Prise en charge des femmes victimes de violences
Par ailleurs, les femmes victimes de violence bénéficient d’une identification accrue et d’une prise en charge adaptée sur le court et long terme, selon les besoins des victimes. En effet, l’organisation Solidarite Fanm Ayisyèn (Sofa) articule son intervention autour de trois axes clés, à savoir : la sensibilisation des populations (acteurs communautaires, élus locaux, leaders religieux), l’organisation de rencontres de plaidoyer, et l’accueil et l’accompagnement des femmes et filles violentées à travers des centres d’accueil de jour connus sous le nom de « Douvanjou ».

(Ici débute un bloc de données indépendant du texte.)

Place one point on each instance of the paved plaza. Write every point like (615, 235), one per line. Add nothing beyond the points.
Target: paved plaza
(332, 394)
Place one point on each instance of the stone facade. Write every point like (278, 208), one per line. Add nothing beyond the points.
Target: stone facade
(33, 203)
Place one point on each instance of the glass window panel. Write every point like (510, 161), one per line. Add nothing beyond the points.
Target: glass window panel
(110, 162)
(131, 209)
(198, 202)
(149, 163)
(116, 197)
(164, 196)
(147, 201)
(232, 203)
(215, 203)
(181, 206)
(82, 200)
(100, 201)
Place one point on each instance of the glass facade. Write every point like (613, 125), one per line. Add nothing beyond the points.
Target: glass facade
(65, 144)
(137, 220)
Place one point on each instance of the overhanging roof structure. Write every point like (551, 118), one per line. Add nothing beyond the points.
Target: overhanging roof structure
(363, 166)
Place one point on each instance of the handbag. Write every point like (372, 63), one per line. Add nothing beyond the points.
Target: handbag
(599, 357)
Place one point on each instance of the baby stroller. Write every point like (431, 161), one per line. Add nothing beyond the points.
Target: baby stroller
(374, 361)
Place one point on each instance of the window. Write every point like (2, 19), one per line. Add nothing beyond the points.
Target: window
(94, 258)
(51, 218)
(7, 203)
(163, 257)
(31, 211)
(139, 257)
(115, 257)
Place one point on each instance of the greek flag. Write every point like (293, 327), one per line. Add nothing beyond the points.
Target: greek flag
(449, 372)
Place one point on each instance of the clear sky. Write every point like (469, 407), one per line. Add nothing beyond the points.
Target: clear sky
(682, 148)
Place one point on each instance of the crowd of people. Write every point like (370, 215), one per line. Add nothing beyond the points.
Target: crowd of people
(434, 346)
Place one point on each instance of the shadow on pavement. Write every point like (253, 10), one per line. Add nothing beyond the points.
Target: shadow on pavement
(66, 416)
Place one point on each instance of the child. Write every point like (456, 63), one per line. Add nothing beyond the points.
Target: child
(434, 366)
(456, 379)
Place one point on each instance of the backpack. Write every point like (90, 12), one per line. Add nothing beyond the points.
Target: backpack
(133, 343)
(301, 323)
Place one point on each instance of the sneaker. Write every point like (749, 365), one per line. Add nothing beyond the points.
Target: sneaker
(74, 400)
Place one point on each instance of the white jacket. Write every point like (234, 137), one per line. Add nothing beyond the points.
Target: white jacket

« Les communautés des trois départements sont sensibilisées sur les violences basées sur le genre, la grossesse précoce, la santé sexuelle et reproductive, les comportements à adopter face à des situations de violence ou en prévention de la violence, ainsi que sur les services existants pour venir en appui aux femmes violentées, explique Stéphanie Siméon, chargée de projet au sein de Ti Mama 2 pour la Sofa. Les femmes victimes de violences sont accompagnées au niveau médical, juridico-légal et psycho-social à travers les trois centres Douvanjou. »
Dans les écoles, les élèves bénéficient de leur côté de séances d’information et de formation aux questions de santé sexuelle et reproductive et aux enjeux liés au genre. D’une durée de quatre ans, le projet est mis en œuvre par cinq ONG haïtiennes et françaises : le Gret, Initiative développement, Entraide médicale internationale (EMI), Sofa et SOE.